Светлый фон

Да, Иван IV Грозный (1547—1584) в свое время изъявил настойчивое желание венчаться царским чином (впервые на Руси). Но не «императором римлян», как того требовала традиция преемственности власти Московского государя от Византийских самодержцев, а «царем всея Руси». Отметим также, что в своей текущей политике царь был верным приверженцем не византийских авторов, а Макиавелли (1469—1527), сочинения которого охотно и часто читал[901].

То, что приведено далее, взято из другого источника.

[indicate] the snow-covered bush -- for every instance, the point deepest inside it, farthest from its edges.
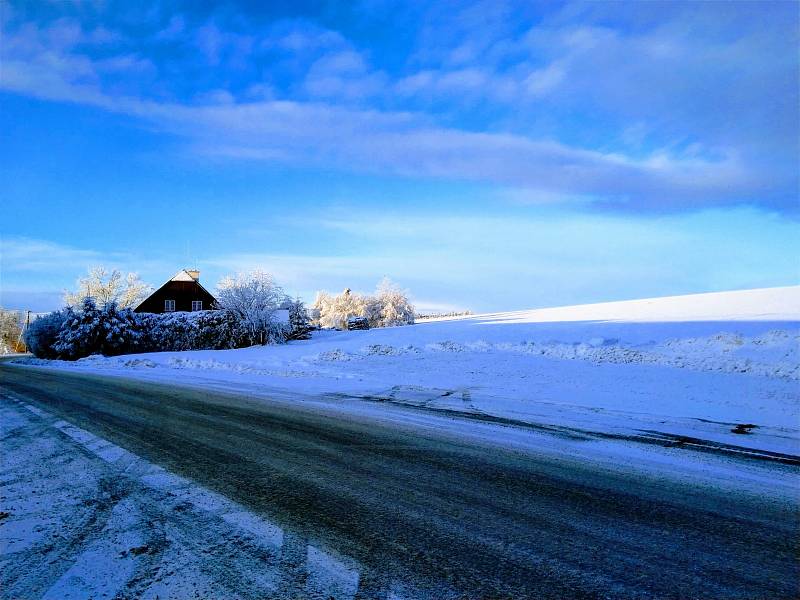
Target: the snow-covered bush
(42, 334)
(201, 330)
(9, 331)
(395, 309)
(387, 308)
(91, 330)
(299, 321)
(109, 286)
(254, 299)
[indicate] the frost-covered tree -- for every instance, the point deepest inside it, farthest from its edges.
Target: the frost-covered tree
(254, 299)
(387, 308)
(109, 286)
(9, 331)
(299, 321)
(336, 310)
(91, 330)
(394, 304)
(42, 334)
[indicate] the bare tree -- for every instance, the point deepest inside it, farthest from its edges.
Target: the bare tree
(109, 286)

Впрочем, в практической деятельности и другие самодержцы не особенно озадачивались проблемой доказать свою преемственность от Византии. Напротив, в официальных актах и дипломатической переписке зачастую речь идет скорее о том, что Москва заменяет собой Византию, а не продолжает ее. Эта тенденция совпала, как известно, с охлаждением отношения к грекам, в которых видели отступников от веры. Разумеется, такой подход не только резко сужал «имперский» кругозор России, но и становился основой национального затвора от всего остального мира. Решающим стало национальное самоутверждение, проглядываемое в строках Филофея пока еще лишь исподволь[902].

Национальный подъем тех лет вполне объясним, поскольку освобождение от татарского ига дало мощный толчок русскому самосознанию и национальной гордости, соединенных с ощущением собственной силы. Безусловно, этот рост народного духа был явлением положительным и естественным. Однако он нес в себе некоторые семена односторонности и ограниченности. «С русским народом случилось то самое, что бывает с человеком, который обращается исключительно с лицами, с низшими его по духовному развитию, и от этого получает преувеличенное понятие о своем достоинстве и значении»[903].

Дальнейшие события, когда вдруг «выяснилось», что, в отличие от русских, «греки веру продали», сговорившись с латинянами во Флоренции и подписав унию («Греческое царство разорися и не созиждется, сиа вся случися грех ради наших, понеже они предаша православную греческую веру в латынство», – как писал старец Филофей в своем послании[904]), лишь способствовали консервации самых вредных для нашего государственного и церковного строя практик. Последовавшие затем попытки при Иване IV и Алексее Михайловиче унифицировать обрядовые книги и внести необходимые исправления в богослужебные тексты вместо ожидаемого результата привели к обратному итогу: москвичи уверились, что именно Русь сохранила истинную веру, а греки ее «испортили», причем еще несколько столетий назад. Отсюда – недоверие к ним и даже вражда, не прибавлявшие широты нашему мировоззрению.